Where did the worm go?

After cutting into a couple of apples, I formed a hypothesis that has proven almost infallible. I don't understand why, but it is true: the worms almost always head almost straight for the core. They don't generally cut "across" the apple or "across" the meat; they cut a path down and through the meat to the core:


There. You can see the "nest" in the core . . . and the "exit" from the borehole into the "nest."


Cut out the core and you see the hole. . . . And carefully chop a small chunk from the core out to and around the entrance hole and . . . 


Oh, yeah! The entire pathway. Complete with worm droppings. . . .

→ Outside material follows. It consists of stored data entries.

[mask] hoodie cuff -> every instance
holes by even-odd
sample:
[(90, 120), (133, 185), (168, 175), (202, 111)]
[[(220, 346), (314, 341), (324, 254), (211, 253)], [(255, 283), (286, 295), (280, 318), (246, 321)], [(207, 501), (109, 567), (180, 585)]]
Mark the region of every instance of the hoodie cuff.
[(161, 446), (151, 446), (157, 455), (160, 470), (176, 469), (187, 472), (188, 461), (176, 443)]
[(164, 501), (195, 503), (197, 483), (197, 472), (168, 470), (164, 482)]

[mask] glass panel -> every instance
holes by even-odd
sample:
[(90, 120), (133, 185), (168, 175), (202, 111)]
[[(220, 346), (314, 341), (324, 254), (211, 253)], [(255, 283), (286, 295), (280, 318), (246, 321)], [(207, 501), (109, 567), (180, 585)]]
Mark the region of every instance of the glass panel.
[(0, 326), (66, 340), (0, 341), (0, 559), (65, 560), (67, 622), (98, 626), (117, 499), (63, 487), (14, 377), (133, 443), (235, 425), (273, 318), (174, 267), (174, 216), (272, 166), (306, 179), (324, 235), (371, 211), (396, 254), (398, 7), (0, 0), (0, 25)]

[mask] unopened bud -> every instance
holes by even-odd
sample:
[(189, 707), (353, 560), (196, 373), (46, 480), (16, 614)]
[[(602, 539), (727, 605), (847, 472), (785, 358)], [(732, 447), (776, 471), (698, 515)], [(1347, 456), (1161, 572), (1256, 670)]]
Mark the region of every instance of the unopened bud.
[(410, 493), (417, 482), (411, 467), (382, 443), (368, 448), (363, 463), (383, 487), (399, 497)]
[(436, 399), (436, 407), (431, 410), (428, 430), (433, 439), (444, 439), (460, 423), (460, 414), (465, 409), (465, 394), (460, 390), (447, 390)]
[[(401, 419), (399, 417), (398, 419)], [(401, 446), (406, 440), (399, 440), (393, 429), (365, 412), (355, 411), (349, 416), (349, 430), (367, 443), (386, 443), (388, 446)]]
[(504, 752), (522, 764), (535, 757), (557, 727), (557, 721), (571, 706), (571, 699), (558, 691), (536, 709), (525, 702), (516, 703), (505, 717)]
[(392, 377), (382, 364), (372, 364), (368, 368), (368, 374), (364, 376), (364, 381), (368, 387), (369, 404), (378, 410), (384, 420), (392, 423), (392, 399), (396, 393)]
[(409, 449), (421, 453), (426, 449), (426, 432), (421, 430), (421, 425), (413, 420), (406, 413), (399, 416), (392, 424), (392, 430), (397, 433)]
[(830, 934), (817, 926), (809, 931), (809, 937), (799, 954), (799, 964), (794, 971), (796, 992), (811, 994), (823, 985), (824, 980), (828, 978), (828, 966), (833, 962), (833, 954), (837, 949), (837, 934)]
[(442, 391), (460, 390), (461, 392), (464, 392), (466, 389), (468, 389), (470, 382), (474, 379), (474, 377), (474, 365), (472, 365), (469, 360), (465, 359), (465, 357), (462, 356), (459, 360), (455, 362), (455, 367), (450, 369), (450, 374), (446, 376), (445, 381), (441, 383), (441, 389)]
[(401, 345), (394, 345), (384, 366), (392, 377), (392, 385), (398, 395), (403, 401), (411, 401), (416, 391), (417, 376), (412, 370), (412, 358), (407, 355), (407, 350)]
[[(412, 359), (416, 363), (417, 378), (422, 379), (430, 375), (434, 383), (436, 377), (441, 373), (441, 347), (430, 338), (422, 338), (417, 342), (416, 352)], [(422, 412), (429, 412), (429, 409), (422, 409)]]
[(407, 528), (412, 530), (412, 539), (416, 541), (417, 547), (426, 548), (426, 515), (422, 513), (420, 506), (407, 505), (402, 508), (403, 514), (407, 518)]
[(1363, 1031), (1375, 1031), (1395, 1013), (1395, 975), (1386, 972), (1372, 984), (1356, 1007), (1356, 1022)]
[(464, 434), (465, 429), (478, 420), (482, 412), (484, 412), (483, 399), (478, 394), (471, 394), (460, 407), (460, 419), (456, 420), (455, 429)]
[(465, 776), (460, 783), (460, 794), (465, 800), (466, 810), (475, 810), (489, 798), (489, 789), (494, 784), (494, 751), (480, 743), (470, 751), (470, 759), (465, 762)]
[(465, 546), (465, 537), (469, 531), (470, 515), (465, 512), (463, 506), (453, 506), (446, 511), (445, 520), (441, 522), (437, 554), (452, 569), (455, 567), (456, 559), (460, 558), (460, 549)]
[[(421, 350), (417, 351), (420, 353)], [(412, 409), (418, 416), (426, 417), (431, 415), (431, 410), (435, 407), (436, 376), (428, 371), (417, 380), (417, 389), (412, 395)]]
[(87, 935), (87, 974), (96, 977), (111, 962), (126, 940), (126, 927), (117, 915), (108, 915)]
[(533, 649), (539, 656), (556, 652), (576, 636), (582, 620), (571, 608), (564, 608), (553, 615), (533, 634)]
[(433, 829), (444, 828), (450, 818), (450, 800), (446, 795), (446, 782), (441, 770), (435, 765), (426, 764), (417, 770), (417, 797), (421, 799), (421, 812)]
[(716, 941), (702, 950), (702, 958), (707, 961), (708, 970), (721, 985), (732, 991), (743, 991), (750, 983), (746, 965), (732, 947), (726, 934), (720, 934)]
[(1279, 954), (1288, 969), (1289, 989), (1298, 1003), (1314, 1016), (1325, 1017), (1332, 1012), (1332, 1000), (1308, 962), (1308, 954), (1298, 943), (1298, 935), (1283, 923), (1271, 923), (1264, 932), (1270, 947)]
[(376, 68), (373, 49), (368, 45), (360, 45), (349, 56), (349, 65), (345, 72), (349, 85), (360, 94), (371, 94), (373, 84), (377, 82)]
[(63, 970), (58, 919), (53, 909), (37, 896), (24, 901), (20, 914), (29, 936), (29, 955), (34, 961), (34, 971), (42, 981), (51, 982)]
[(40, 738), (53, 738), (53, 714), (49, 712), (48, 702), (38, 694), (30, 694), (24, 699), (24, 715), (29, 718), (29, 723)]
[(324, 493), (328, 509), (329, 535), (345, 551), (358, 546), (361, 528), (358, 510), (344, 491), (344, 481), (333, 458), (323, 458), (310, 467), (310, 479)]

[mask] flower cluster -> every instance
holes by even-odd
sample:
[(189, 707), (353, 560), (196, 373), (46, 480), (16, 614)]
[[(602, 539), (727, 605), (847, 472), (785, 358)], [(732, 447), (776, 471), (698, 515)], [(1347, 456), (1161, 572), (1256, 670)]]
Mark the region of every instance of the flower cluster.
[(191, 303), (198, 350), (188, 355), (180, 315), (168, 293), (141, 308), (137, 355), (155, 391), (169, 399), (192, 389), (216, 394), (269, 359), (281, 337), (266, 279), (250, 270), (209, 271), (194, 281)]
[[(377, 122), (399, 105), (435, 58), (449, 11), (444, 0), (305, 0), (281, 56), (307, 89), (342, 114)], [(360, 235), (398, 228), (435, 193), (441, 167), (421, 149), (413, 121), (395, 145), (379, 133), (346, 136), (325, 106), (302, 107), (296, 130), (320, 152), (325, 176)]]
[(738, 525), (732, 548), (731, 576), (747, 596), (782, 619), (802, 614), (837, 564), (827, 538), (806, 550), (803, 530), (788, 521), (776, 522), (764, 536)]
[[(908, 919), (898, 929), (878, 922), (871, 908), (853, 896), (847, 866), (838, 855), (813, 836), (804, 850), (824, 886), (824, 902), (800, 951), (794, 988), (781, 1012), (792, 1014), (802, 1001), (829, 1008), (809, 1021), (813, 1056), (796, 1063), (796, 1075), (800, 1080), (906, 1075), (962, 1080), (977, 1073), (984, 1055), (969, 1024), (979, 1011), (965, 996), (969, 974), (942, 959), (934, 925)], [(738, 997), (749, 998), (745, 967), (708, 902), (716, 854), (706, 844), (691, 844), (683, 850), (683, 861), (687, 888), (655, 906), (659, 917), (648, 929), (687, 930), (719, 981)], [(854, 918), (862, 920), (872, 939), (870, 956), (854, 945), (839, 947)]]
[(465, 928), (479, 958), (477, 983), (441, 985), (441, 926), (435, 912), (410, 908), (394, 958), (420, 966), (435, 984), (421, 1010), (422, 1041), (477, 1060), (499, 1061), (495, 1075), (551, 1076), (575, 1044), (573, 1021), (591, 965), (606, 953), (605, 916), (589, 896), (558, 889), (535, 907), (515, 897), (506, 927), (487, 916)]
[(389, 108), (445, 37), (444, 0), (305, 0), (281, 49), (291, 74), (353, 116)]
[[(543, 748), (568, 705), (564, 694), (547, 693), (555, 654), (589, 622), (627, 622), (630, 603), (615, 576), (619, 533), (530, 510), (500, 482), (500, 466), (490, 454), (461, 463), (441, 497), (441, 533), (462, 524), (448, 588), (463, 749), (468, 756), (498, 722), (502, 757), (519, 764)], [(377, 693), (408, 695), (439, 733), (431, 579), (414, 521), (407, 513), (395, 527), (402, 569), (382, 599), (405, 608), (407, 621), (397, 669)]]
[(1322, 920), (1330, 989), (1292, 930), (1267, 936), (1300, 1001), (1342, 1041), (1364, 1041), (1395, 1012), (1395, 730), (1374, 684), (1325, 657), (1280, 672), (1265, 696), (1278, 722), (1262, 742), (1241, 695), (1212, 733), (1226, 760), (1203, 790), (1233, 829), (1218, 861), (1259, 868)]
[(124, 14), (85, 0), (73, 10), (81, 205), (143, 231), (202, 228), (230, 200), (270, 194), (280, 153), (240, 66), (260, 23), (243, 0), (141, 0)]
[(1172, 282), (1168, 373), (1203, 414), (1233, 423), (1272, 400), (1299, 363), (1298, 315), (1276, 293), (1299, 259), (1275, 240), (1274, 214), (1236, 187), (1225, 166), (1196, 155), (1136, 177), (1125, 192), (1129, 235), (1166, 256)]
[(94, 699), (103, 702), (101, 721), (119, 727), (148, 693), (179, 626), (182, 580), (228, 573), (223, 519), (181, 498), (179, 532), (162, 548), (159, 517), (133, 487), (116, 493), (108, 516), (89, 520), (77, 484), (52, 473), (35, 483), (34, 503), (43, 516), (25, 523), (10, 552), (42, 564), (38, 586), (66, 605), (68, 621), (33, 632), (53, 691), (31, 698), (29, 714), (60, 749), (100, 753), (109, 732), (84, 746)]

Okay. A few more careful slices with a rinsed knife . . . and a quick rinse with water and you have one of the tastiest apples I have had in a long, long time.

. . . And that's when it hits me: I haven't seen worms because professional apple growers have learned that consumers will ALWAYS buy worm-free apples before apples that may--or, almost always, do--contain worms. Indeed, consumers will pay a premium for such pretty apples.

So the apple producers spray the apples with pesticides. And apples are now--and have been for years--right at the top of the list of the "Dirty Dozen" foods--foods most heavily laden with pesticides. For the last two years, they have been at the very top of the list: #1 most contaminated.

I am coming to the point where I would rather deal with the worms than eat the pesticides, "thank you very much."